Struck with the spirit of investigation, he backtracked a short way. He tried for Anubis Form, changing just his head into
that of a wolf, an Alpha trick that was faster than full shift. It worked but left him in a conundrum: dally about as a wolf,
or press on to the office naked? He changed his head back.
Normally, when there was a chance he might have to change publicly, the earl carried a cloak in his mouth. But he had thought
to make it safely to the BUR offices and into the cloakroom there before decency became necessary. Now he regretted such careless
confidence. Formerly Merriway had been right—something was terribly wrong in London, and that apart from the fact that he
was currently lollygagging about starkers inside it. It would appear that it was not only the ghosts who were being affected.
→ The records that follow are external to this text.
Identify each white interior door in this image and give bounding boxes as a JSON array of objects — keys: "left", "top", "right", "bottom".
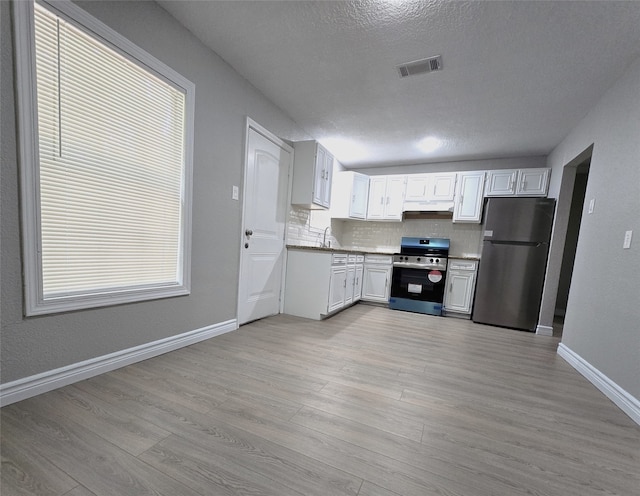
[{"left": 238, "top": 124, "right": 292, "bottom": 324}]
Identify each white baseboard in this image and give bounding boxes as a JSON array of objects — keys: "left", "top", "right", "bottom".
[
  {"left": 536, "top": 324, "right": 553, "bottom": 336},
  {"left": 558, "top": 343, "right": 640, "bottom": 425},
  {"left": 0, "top": 319, "right": 238, "bottom": 406}
]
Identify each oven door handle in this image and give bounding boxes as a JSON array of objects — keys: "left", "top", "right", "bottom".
[{"left": 393, "top": 262, "right": 445, "bottom": 270}]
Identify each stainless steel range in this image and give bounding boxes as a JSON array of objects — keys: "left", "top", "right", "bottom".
[{"left": 389, "top": 237, "right": 449, "bottom": 315}]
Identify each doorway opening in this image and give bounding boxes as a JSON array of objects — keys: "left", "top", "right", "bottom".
[{"left": 553, "top": 154, "right": 593, "bottom": 337}]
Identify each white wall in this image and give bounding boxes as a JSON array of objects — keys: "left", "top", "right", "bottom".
[
  {"left": 0, "top": 1, "right": 310, "bottom": 384},
  {"left": 540, "top": 59, "right": 640, "bottom": 404}
]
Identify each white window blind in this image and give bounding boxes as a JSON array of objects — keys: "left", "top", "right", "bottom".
[{"left": 14, "top": 4, "right": 190, "bottom": 313}]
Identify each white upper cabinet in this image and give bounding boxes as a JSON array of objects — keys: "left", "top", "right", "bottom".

Werewolves, too, were undergoing alteration. He gave a tight smile and retreated hurriedly behind a pile of crates. He would
lay good money that the vampires weren’t growing any feeding fangs tonight either—at least not the ones living near the Thames.
Countess Nadasdy, queen of the Westminster hive, must be positively frantic. Which, he realized with a grimace, meant he was
likely to get the unparalleled pleasure of a visit from Lord Ambrose later that evening. It was going to be a long night.
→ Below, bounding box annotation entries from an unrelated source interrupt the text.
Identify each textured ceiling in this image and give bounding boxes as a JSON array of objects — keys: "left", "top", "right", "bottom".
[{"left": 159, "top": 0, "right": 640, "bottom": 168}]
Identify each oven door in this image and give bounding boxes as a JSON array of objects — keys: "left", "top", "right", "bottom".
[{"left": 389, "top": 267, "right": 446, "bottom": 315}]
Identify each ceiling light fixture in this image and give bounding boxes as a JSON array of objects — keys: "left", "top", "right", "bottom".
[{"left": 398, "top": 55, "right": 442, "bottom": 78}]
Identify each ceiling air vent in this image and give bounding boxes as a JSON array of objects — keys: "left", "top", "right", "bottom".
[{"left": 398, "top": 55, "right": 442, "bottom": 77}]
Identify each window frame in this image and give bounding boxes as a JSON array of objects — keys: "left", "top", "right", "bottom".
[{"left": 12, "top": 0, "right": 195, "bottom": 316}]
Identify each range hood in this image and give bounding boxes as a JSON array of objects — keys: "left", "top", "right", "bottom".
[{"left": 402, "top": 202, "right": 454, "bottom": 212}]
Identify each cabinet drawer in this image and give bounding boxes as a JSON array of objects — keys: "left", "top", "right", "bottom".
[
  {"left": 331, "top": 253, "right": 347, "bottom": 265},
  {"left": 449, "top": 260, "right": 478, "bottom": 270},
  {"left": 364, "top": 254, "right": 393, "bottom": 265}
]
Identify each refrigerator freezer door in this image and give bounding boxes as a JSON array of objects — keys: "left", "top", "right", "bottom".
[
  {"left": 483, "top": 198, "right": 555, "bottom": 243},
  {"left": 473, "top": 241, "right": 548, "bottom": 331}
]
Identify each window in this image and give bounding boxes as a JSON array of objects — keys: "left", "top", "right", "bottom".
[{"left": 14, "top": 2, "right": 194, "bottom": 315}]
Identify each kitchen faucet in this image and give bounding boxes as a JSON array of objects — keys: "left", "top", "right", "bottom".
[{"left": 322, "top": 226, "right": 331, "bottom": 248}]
The Bureau of Unnatural Registry was not situated, as many a confused tourist expected, in the vicinity of Whitehall. It was
in a small, unassuming Georgian building just off Fleet Street, near the
Times
offices. Lord Maccon had made the switch ten years ago, when he discovered that it was the press, not the government, that
generally had a handle on what was truly transpiring around the city—political or otherwise. This particular evening, he had
cause to regret his decision, as he now had to make his way through the commercial district as well as several crowded thoroughfares
in order to get to his office.
He almost managed the trek without being seen, skulking through the grubby streets and around the mud-spattered corners—London’s
finest back alleys. It was quite the feat, as the streets were crawling with soldiers. Fortunately, they were intent on celebrating
their recent return to London and not his large white form. But he was spotted by the most unexpected individual, near St.
Bride, the unfragrant scent of Fleet Street in the air.
A toff of the highest water, dressed to the nines in a lovely cut-front jacket and stunning lemon-yellow cravat tied in the
Osbaldeston style, materialized out of the darkness behind a brewing pub, where no toff had a right to be. The man doffed
his top hat amiably at the naked werewolf.